Mohon tunggu...
Kavya
Kavya Mohon Tunggu... Penulis - Menulis

Suka sepakbola, puisi dan menulis

Selanjutnya

Tutup

Sosbud Pilihan

Tri Truwosono Penjaga Budaya dari Sengkan

11 Mei 2022   20:11 Diperbarui: 17 Mei 2022   08:54 385
+
Laporkan Konten
Laporkan Akun
Kompasiana adalah platform blog. Konten ini menjadi tanggung jawab bloger dan tidak mewakili pandangan redaksi Kompas.
Lihat foto
Paduan Suara Burung Manyar dalam iringan siter (Foto : Yosi)

Sebuah perayaan di malam Minggu, 30 April 2022. Di sebuah pendopo di RT  06 RW 59 Sengkan, Condongcatur, Depok, Sleman. Perayaan Ekaristi Peringatan 100 Hari berpulangnya Veronica Rubiyem Mangkudiharja

Malam itu lagu-lagu rohani yang dibawakan Paduan Suara Burung Manyar terasa lebih syahdu dengan iringan siter dari Siter Sisters (Feryna Setyowati, Krisma dan Lukita) yang berkolaborasi dengan Putro Nuswantoro (Ari Tejo, Yoyok dan Aam).    .

"Sepertinya lagu rohani dengan iringan siter ini baru pertama kalinya," ujar Tri Truwosono, sang tuan rumah yang juga Ketua RW 59 di Sengkan.

Sebanyak 160 undangan yang hadir dalam misa yang dipimpin oleh Romo Mateus Wahyudi MSF menikmati lagu-lagu dengan iringan siter itu, tanpa meninggalkan suasana religi malam itu.

Bagi warga Sleman, tak hanya yang berdiam di wilayah Sengkan, sosok Tri Truw0sono sudah dikenal sebagai pecinta seni.
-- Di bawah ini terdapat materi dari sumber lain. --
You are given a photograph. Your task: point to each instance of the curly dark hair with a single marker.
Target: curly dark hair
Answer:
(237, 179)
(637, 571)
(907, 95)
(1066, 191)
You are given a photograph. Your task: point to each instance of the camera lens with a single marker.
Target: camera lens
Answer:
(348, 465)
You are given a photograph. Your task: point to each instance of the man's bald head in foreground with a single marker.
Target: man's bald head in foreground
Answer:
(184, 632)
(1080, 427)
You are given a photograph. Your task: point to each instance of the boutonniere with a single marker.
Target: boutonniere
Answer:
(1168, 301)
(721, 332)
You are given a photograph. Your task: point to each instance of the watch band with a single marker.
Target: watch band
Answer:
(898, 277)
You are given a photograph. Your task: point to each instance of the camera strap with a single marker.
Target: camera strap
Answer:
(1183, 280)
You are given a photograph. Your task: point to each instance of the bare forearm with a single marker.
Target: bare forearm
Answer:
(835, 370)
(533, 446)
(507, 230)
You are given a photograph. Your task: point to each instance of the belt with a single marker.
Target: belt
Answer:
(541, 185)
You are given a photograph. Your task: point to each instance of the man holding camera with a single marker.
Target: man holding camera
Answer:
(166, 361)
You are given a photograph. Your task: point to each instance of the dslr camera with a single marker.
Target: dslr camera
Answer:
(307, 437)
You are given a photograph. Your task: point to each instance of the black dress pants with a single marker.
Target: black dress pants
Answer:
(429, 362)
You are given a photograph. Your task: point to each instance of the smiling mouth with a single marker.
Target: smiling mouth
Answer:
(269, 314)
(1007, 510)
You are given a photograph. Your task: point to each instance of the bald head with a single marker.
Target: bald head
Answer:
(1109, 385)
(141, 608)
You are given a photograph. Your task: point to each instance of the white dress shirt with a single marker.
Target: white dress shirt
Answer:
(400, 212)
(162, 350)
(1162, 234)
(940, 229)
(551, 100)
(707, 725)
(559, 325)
Rumahnya memiliki sebuah pendopo yang luas sering digunakan untuk tempat latihan menari, mocopatan, karawitan dan berbagai even lainnya terkait kesenian.

Pak Tri, panggilannya, adalah seorang guru. Ia terjun ke dunia pendikan sejak 1977, dan pensiun pada 2014 setelah mengajar di Kanisius dan menjadi staf keuangan di Yayasan De Brito. Mata pelajaran yang diberikannya saat mengajar di Kanisius adalah PPKN.

"Setelah pensiun saya mengajar Bahasa Jawa di SMP Kanisius,"ujar lelaki yang lahir di Sleman pada 20 Maret 1958. Fisiknya masih gagah, dengan rokok kretek yang tak pernah henti dihisapnya.

Keseriusannya berkesenian dimulai pada tahun 1990-an dengan menulis mocopat (macapat), salah satu karya sastra Jawa yang hingga kini masih terus dilestarikan. 

Biasanya macapat diartikan sebagai maca papat-papat (membaca empat-empat), yaitu maksudnya cara membaca terjalin tiap empat suku kata.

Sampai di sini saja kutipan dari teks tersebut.